In reality, about 80% of the ocean hasn’t been explored, at least not to the level of detail that could spot a plane wreck, let alone a smaller detail like the spire of an underwater volcano. Mapping the ocean floor can make navigation (and rescue search missions) safer and more efficient, but it can also help us track and protect marine life, predict natural disasters, and even understand the impact of climate change.
Last week, Fabien Cousteau—an oceanographic explorer and the grandson of legendary marine explorer Jacques Cousteau—completed the mapping of an entire marine protected area off the coast of Curaçao, where he plans to build the world’s largest underwater research habitat. Once all the data is processed, the 3D map will serve as an engineering study for the lab. It will also be another step in the decades-long movement to map the entire surface of the ocean floor.“Just like on land, where we’re doing lidar scans or looking at something as simple as a hiking trail map, it gives us a much better understanding of where we need to go,” says Cousteau. “The more granular the detail, the more we understand what kinds of minerals may be in an ecosystem, what kind of fauna lives and thrives there.”

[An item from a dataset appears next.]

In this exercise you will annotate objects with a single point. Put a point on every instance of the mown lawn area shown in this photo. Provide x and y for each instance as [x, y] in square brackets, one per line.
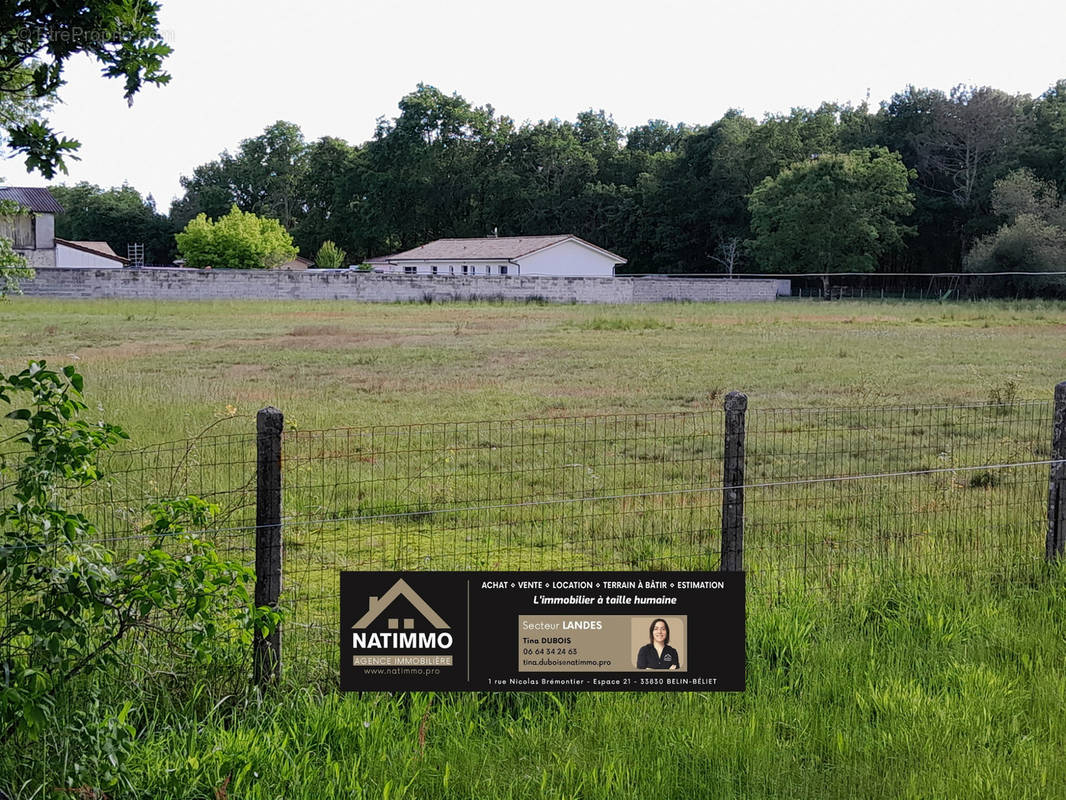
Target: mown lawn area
[908, 684]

3D maps would provide a window to the mysteries at the bottom of the ocean. “With enough detail, we can get a current picture of what’s going on in any particular place,” says Tomer Ketter, who cofounded the nonprofit Map the Gaps to grow awareness of ocean mapping, and who was involved in the Curaçao mapping alongside acoustical engineering company R2Sonic. “Everything is governed by the shape of the seafloor.”

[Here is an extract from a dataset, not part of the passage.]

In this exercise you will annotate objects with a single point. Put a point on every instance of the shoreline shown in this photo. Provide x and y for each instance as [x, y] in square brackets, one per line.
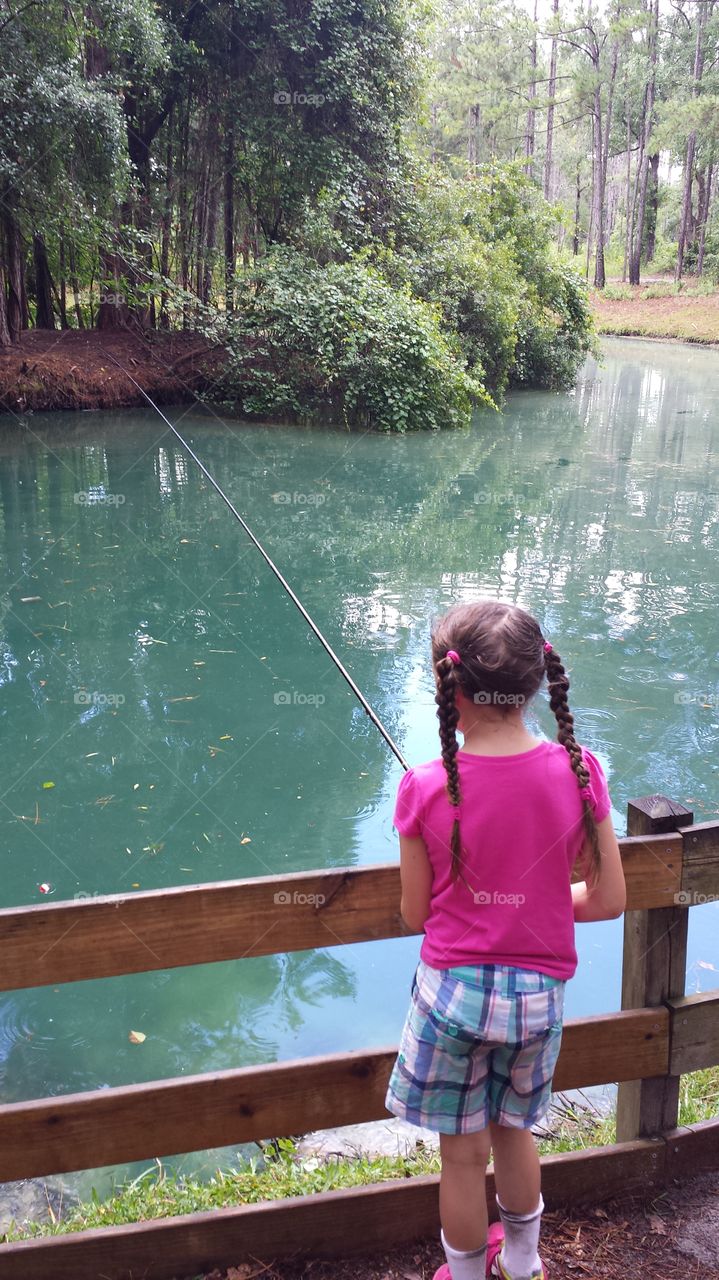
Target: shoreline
[50, 370]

In Curaçao, the team mapped a surface area of 1,500 acres of reef and over 1,000 acres of inner bays. The operation took a week and cost a quarter-million dollars, funded by Cousteau’s Proteus Ocean Group, with equipment donations from R2Sonic and the Caribbean Research and Management of Biodiversity, which loaned the boat needed for the mapping.The site-mapping is the next step in Cousteau’s endeavor to build his underwater habitat in Curaçao (the initial concept for the structure was designed by Yves Behar.) After an initial round of funding that secured $1 million, Cousteau’s eyes are now set on the next $8 million (he estimates it will take $135 million to build the habitat and operate it for the first three years). “What happens to the ocean happens to us,” he says. “The only reason we exist is because we’re an oasis in space, and without the ocean, all life that we know doesn’t exist.”